Load-current monitor circuits for a MOS power transistor in the prior art typically have the circuit configuration shown in FIG. 1. A large area MOS power or driver transistor 10 is connected in series with the load 12 forming a circuit branch that is connected between a voltage supply terminal 14 and a circuit ground point 15. A much smaller area MOS monitor transistor 18, having been made simultaneously and by the same process steps used for making the large driver transistor 10 has identical characteristics, e.g. the same channel-polarity and the same threshold voltage, as does the driver transistor 10. The large high current MOS driver transistor 10 is usually made up of an array of smaller elemental transistors. The small MOS transistor 18, hereinafter referred to as a monitor transistor, is usually made up using only one or two such small but additional elemental transistors.

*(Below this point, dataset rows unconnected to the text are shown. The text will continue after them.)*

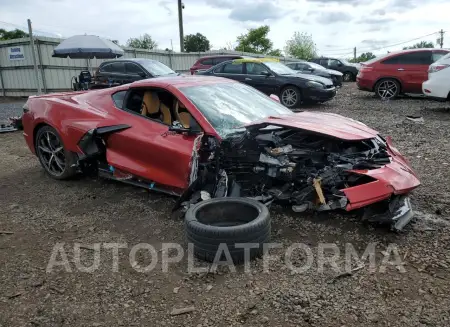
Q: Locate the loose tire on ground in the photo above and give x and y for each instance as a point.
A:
(387, 88)
(233, 222)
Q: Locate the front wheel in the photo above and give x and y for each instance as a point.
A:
(291, 97)
(58, 162)
(387, 89)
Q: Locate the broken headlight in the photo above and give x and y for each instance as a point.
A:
(315, 85)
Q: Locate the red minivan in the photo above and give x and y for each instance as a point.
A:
(205, 63)
(397, 72)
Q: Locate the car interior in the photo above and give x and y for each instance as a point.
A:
(159, 105)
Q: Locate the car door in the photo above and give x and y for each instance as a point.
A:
(104, 73)
(134, 72)
(335, 65)
(259, 76)
(147, 149)
(410, 68)
(231, 70)
(304, 68)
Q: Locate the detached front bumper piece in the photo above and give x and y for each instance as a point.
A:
(397, 212)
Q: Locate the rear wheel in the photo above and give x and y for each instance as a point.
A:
(56, 160)
(291, 97)
(387, 89)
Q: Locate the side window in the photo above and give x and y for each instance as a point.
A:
(255, 68)
(157, 105)
(232, 68)
(333, 62)
(134, 69)
(219, 60)
(413, 58)
(207, 62)
(118, 67)
(118, 98)
(107, 68)
(438, 55)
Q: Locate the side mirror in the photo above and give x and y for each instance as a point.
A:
(275, 98)
(193, 129)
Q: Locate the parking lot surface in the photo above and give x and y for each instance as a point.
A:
(38, 212)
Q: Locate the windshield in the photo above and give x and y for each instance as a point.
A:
(229, 106)
(279, 68)
(345, 62)
(156, 68)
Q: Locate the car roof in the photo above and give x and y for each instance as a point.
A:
(137, 60)
(182, 81)
(260, 60)
(223, 56)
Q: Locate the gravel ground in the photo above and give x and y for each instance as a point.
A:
(42, 212)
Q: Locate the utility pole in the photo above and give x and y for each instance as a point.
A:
(180, 23)
(36, 72)
(441, 40)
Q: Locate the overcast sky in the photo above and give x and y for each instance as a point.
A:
(335, 25)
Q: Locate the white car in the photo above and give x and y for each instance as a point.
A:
(438, 84)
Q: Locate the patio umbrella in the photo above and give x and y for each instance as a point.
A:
(87, 47)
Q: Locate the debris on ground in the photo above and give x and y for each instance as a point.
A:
(416, 119)
(181, 311)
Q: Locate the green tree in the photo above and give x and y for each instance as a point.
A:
(9, 35)
(363, 57)
(143, 42)
(421, 44)
(196, 43)
(275, 53)
(255, 40)
(301, 46)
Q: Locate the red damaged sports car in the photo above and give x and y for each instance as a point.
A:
(201, 137)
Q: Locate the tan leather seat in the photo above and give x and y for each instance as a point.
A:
(150, 104)
(153, 108)
(183, 116)
(167, 116)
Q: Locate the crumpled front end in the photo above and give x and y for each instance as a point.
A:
(311, 171)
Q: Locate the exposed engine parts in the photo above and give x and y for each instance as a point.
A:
(301, 168)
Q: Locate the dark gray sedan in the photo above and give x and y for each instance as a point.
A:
(305, 67)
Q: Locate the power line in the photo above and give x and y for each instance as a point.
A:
(383, 47)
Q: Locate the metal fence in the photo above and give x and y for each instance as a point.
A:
(17, 76)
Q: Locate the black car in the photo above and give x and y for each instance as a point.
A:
(272, 77)
(123, 71)
(348, 69)
(305, 67)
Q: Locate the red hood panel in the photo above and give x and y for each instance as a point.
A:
(324, 123)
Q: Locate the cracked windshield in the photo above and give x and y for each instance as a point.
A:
(229, 106)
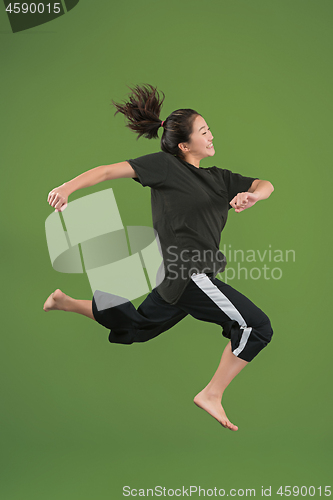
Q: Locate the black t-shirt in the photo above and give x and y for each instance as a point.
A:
(189, 210)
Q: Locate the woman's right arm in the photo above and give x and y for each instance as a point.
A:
(58, 197)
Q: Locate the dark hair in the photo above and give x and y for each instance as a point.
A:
(143, 114)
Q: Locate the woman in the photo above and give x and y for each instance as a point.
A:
(189, 207)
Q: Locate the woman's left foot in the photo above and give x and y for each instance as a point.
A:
(56, 301)
(213, 406)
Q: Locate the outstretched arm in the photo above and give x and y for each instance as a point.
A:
(58, 197)
(259, 190)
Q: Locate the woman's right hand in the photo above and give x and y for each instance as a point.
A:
(58, 198)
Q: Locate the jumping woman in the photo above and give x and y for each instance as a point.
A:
(189, 210)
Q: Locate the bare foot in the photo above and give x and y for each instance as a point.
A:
(214, 408)
(56, 301)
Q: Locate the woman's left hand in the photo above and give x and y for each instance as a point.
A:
(244, 200)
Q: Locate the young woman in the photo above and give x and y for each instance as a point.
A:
(189, 208)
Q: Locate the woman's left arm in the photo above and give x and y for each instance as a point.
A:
(259, 190)
(263, 188)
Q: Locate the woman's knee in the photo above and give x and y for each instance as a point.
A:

The drains of the driver transistor 10 and the monitor transistor 18 are connected to the voltage supply terminal 14 and the gates of the driver and monitor transistors are both connected to the driver input terminal, namely the driver control-voltage terminal 20. Current Im through the monitor transistor 18 flows to ground through a MOS transistor and an NPN transistor 24. A differential amplifier 26 has one input connected to the source of the driver transistor 10 and the other input connected to the source of the monitor transistor 18. The output of the amplifier 26 is connected to the gate of the transistor 22 for forcing the source voltage Vms of the monitor transistor 18 to be more nearly equal to the source voltage Vds of the driver transistor 10. Since the characteristics of the driver and monitor transistors are the same, when the sources of the driver and monitor transistor are indeed equal, the relatively small monitor current Im is proportional to the load current flowing through the driver transistor 10. When these conditions are realized in practice, the current ratio Id/Im is essentially exactly equal to the ratio of the area of the driver transistor 10 to the area of the monitor transistor 18. The monitor output current Iout from the collector of the current mirror transistor 28 would consequently be proportional to the load current.
This circuit provides an output current Iout that tracks the load current Im rather well, for high values of load current. However, the lower the load current becomes, the poorer that tracking becomes, and in fact when the load current approaches zero, the monitor output current may be quite poorly or even unrecognizably related to the load current.
Circuits of this kind are often employed as a current regulator by feeding back the monitor output current to the driver control input. Regulation will then be good only at relatively high currents.
For some applications, accuracy at low driver current levels is also required. For example, servo motors typically operate most of the time at slow speeds. Thus tracking accuracy between monitor current and driver load current at low motor drive currents is particularly important if not critical in a servo application.
It is an object of this invention to provide a driver load current monitor that overcomes the aforementioned shortcomings of prior art.
lt is a further object of this invention to provide a driver load current monitor wherein the monitor output current is proportional to the driver load current down to near zero current levels.
It is yet another object of this invention to provide such a driver load current monitor wherein the monitor output current is essentially zero when the driver load current is zero.